Am Nachmittag schauten wir uns im „Belustigungsprogramm“ für die Kreuzfahrtgäste einen Dokumentarfilm über Roald Amundsen an. Während des Films wurde angesagt, dass unser Zielhafen, Brønnoysund, auch nicht angelaufen werden konnte. Wir wurden ausgerufen und zogen dann einen weiteren „Honeymoon-Joker“: Der nächste Hafen, an dem angelegt werden konnte, habe keine Übernachtungsmöglichkeiten und das Hurtigrutenschiff, das dort in der Gegenrichtung zeitgleich ankere, könne zwar uns als Passagiere mitnehmen, habe jedoch keinen Platz für unsere Motorräder. Da wir ja sowieso nach Oslo müssten, habe man sich gedacht, uns die Weiterfahrt bis Trondheim anzubieten, inklusive Captain’s Dinner, Kabinenupgrade, Internetzugang und Luxusfrühstück! Insgeheim hatten wir genau darauf gehofft und bemühten uns schwer, uns völlig überrascht zu zeigen und erst nach ein paar „beratenden Worten“ das Angebot anzunehmen…

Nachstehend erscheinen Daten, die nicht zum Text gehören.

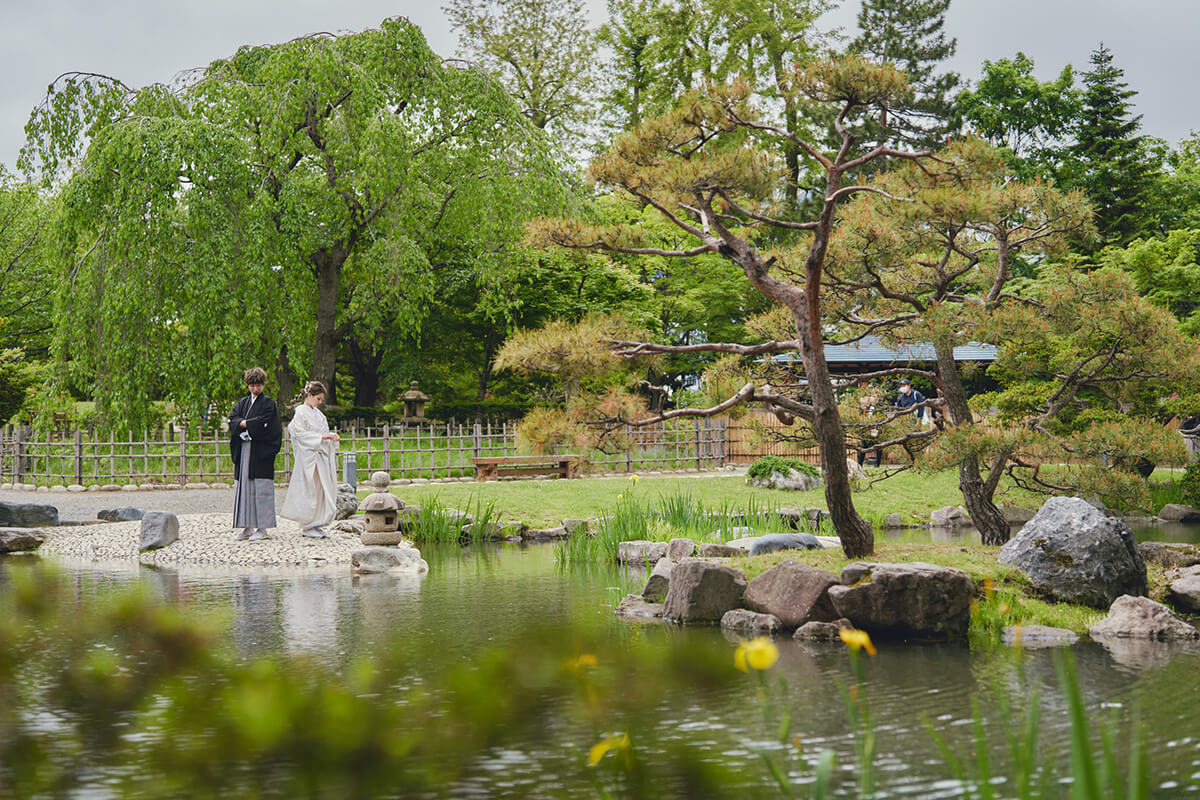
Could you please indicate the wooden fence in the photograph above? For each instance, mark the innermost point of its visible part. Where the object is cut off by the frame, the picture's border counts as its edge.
(181, 456)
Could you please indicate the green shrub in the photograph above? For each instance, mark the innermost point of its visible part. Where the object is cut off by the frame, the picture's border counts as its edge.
(768, 464)
(1189, 486)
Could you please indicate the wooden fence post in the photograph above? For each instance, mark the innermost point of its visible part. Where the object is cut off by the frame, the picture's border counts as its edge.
(78, 456)
(183, 455)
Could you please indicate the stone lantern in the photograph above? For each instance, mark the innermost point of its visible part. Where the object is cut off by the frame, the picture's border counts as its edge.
(382, 510)
(414, 404)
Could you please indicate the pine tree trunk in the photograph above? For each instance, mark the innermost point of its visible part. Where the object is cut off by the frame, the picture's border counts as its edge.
(987, 517)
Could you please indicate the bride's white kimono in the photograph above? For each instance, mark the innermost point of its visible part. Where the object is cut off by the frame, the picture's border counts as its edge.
(312, 492)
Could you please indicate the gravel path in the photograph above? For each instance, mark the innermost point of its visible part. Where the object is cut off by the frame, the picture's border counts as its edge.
(203, 539)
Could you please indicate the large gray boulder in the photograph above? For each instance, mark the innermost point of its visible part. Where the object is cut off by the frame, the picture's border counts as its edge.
(28, 515)
(159, 529)
(641, 551)
(905, 600)
(17, 540)
(1185, 590)
(1075, 553)
(369, 560)
(1141, 618)
(657, 585)
(773, 542)
(702, 591)
(125, 513)
(1177, 512)
(795, 593)
(747, 621)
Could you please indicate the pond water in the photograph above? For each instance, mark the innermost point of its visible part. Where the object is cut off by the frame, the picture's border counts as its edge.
(478, 597)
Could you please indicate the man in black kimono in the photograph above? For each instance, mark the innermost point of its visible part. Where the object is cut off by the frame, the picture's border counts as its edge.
(255, 438)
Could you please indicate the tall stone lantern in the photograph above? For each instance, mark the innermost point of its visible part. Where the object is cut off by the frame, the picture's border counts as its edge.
(414, 404)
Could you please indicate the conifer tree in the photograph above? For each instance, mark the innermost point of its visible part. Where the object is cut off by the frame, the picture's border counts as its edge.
(1111, 162)
(910, 35)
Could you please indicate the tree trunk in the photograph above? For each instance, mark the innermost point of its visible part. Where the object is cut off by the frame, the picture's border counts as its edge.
(976, 497)
(856, 534)
(327, 264)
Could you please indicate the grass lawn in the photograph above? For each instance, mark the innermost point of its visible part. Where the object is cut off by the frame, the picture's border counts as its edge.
(543, 504)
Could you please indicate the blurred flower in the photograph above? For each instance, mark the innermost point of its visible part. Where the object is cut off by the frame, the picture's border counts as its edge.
(857, 641)
(756, 654)
(618, 743)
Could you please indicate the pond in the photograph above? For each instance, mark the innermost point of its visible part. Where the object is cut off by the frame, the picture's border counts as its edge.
(480, 597)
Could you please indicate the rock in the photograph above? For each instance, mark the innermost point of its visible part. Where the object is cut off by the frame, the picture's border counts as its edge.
(702, 591)
(1169, 553)
(657, 585)
(159, 529)
(905, 600)
(634, 606)
(793, 481)
(795, 593)
(773, 542)
(711, 549)
(381, 537)
(1185, 590)
(1177, 512)
(388, 559)
(16, 540)
(125, 513)
(817, 631)
(1141, 618)
(747, 621)
(1075, 553)
(641, 551)
(28, 515)
(949, 517)
(347, 504)
(681, 548)
(1017, 515)
(1037, 636)
(544, 533)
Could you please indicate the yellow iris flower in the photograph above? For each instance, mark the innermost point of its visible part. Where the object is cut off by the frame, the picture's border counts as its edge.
(756, 654)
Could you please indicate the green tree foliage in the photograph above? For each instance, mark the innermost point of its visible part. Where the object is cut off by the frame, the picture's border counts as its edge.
(1110, 160)
(271, 205)
(543, 50)
(1030, 119)
(910, 35)
(1165, 271)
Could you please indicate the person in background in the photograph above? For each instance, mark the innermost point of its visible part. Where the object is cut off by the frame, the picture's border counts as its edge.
(312, 493)
(910, 397)
(255, 439)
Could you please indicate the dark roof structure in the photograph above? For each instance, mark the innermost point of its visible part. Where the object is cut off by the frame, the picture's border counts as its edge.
(870, 350)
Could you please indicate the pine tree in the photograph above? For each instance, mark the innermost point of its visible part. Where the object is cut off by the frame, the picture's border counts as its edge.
(909, 34)
(1111, 162)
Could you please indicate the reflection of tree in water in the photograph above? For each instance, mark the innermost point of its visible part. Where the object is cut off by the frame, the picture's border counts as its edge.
(256, 627)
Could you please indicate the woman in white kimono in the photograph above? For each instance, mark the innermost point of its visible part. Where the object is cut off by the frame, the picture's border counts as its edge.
(312, 493)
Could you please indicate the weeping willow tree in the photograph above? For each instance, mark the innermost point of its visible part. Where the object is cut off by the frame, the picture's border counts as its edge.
(270, 206)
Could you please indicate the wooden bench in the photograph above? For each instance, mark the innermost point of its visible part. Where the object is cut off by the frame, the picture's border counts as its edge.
(490, 469)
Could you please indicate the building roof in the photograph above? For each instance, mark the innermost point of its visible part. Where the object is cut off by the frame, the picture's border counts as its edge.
(870, 350)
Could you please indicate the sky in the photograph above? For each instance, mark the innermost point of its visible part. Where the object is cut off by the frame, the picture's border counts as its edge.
(148, 41)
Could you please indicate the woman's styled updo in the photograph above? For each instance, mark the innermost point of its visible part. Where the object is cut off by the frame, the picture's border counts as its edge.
(310, 389)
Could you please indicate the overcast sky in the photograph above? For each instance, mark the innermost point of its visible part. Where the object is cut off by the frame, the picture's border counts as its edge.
(147, 41)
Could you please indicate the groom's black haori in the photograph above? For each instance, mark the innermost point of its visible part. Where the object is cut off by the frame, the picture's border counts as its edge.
(253, 459)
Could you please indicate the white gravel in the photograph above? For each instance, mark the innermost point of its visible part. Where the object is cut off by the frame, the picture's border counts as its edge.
(203, 539)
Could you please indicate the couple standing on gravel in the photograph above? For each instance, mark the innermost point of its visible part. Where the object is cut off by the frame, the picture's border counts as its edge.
(255, 439)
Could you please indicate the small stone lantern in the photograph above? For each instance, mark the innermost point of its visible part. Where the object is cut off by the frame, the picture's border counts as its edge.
(382, 510)
(414, 404)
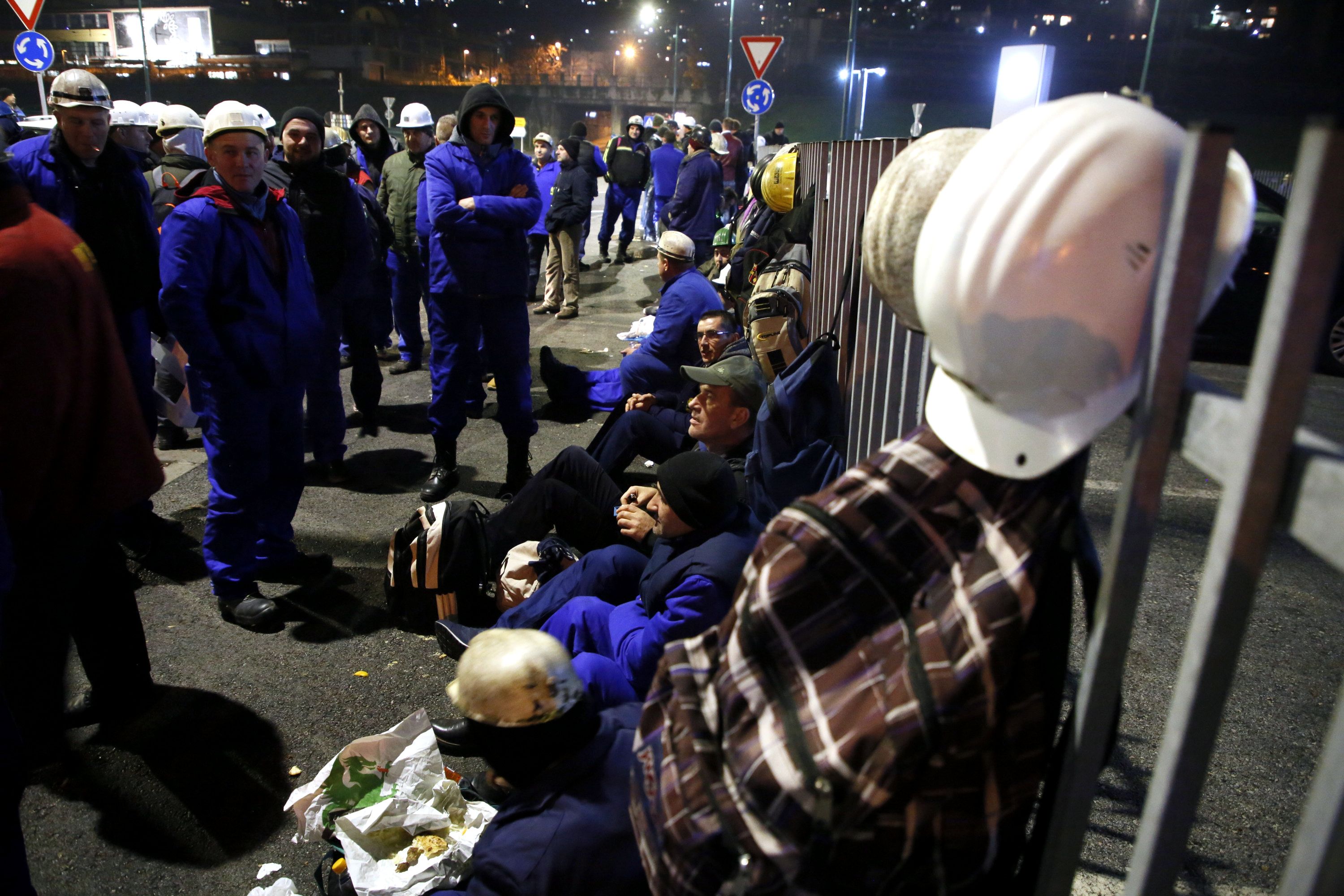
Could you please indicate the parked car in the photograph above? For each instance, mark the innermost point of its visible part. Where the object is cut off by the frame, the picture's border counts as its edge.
(1230, 328)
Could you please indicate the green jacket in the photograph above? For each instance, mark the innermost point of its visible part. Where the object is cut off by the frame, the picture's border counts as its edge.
(402, 174)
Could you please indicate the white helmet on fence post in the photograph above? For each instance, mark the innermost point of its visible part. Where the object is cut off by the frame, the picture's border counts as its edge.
(229, 116)
(515, 679)
(416, 115)
(78, 88)
(178, 117)
(1034, 272)
(125, 113)
(265, 117)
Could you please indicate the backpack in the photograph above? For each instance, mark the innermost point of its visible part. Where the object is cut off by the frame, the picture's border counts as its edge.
(776, 328)
(439, 566)
(797, 447)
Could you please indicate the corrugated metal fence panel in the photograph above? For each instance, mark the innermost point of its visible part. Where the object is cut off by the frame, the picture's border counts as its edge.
(883, 367)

img_0899-kopieSo nahmen wir dann am edlen Captain’s Dinner teil, das praktischerweise in der Zeitspanne serviert wurde, in der das Schiff im ersten und einzigen Hafen des Tages vor Anker lag und uns daher die Leckereien nicht vom Besteck springen konnten. Kaum war das Schiff wieder ausgelaufen, ging die Schaukelei in harten Schlägen wieder los, das Schiff wurde so durchgerüttelt, dass ich im Schlaf immer wieder wach wurde, weil alles schlug und rumpelte. Der Kapitän hatte beim Dinner erklärt, dass es Windstärken bis 72 Knoten (133km/h) habe und es sich beim Sturm um einen Orkan handele, durch den sich die „Polarlys“ den ganzen Tag kämpfte.

Als wir am nächsten Morgen aufwachten, lag das Schiff schon in Trondheim am Kai und wir konnten ohne Balanceakt das riesige Frühstücksbuffet in aller Ruhe genießen, bevor wir unsere durchgeschüttelten Motorräder im Bauch des Schiffes wieder begrüßen konnten. Wir hatten sie gut vertäut, denn den Kampf mit dem Sturm hatten wir schließlich schon vor dem Einschiffen stundenlang gekämpft!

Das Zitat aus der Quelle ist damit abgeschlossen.